To give you an idea, you can choose how to shoot the footage depending on what you have. Here are five really cool options to consider when video producing concert footage.

1. Make Use of a Tripod


Although considered the easiest or the “laziest” way to shoot concert footage, there’s no denying that using a tripod makes everything convenient. A tripod shot is great for long stretches of musical performance – think high school talent shows or acoustic musical performances.


While it may not make for the most creative or even stylish way of shooting, it can work if you want to document the show for review purposes or anything like that. If you want to present the video later on, you might want to do something a little more pleasing, in terms of style.

2. Go Single Take


The great thing with the single-take shooting style is that even if this is so simple, it looks fun, spontaneous and creative. The idea of a single take video is to take one camera and shoot the footage in one go. You start shooting from the start and then move your camera around the band or musicians, highlighting the performers while focusing in or out.


Another approach is what they call a “La Blogostheque” style wherein you use a handheld camera and you show yourself arriving at the concert or entering the venue leading up to the performance then recording it.
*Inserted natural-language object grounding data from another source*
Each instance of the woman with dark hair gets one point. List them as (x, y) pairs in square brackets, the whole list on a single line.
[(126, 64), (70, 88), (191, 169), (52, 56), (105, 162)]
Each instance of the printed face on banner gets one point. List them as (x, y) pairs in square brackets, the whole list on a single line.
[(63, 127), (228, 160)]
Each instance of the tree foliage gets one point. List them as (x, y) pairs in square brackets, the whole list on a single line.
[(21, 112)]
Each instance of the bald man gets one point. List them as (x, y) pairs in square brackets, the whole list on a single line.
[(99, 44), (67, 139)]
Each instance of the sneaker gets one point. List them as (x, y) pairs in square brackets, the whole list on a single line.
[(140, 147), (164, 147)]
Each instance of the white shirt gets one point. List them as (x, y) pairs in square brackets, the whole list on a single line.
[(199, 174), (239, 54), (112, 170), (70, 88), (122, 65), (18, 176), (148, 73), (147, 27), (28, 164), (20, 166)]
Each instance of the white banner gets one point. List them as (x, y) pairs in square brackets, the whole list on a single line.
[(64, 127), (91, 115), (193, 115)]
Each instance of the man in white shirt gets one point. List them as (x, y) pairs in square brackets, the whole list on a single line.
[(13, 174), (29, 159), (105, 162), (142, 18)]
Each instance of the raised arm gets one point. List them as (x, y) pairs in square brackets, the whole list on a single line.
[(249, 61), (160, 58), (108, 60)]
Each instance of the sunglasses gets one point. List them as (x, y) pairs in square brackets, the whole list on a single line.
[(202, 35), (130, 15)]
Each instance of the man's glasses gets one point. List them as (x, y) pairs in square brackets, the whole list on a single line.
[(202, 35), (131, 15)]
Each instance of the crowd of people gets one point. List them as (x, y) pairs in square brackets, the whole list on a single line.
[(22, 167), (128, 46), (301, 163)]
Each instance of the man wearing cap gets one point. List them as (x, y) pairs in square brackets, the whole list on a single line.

It’s a beautiful way of capturing a fun gig.

3. Shooting Work On Stage


With beautiful compact action cameras available today, you can now shoot concert footage while on stage. If you’re one of the musicians or know someone personally from the band, adding small cameras for POV shots would look amazing. Shooting footage this way looks professional and gives you plenty of options when it comes to editing.


If you have an option to use multiple cameras, give each band member a camera. Attach it to their guitars or their body so it can be static. Again, this gives you plenty of great options in cinematography, while letting you use various camera tricks, reveals and rack focuses.

4. Point of View Band Member Footage


As mentioned earlier, POV shots are perfect for an active musical performance.Action cameras may not have super high quality but they make for great shots and are practical for filming. Rock bands today love using sports kits or head mounts as they play on stage, giving their fans a unique experience during a gig or performance.

5. Get Creative with Social Media


If you attend concerts, chances are, you’ll see more cellphones in the air than people enjoying the concert directly. Love it or hate it, it’s how people consume things nowadays.


As a filmmaker or video creator, you can use this to your advantage. What you can do is track down smartphone recordings of the same show or concert and incorporate it into your editing. It can work as a stylistic break for your video. You can also have someone you know record the concert or parts of it using their smartphone and use that. Another option is to edit your footage to make it seem as if you took the footage from your phone. There are also stock footage performances you can use to liven up your editing.


Video producing or shooting a concert or performance can be exciting. It’s a great way to showcase your skill in capturing movement and sound in your videos. Test out which type of shots work best for you as well as your client, and always make sure that the end result is something you and your client are happy with.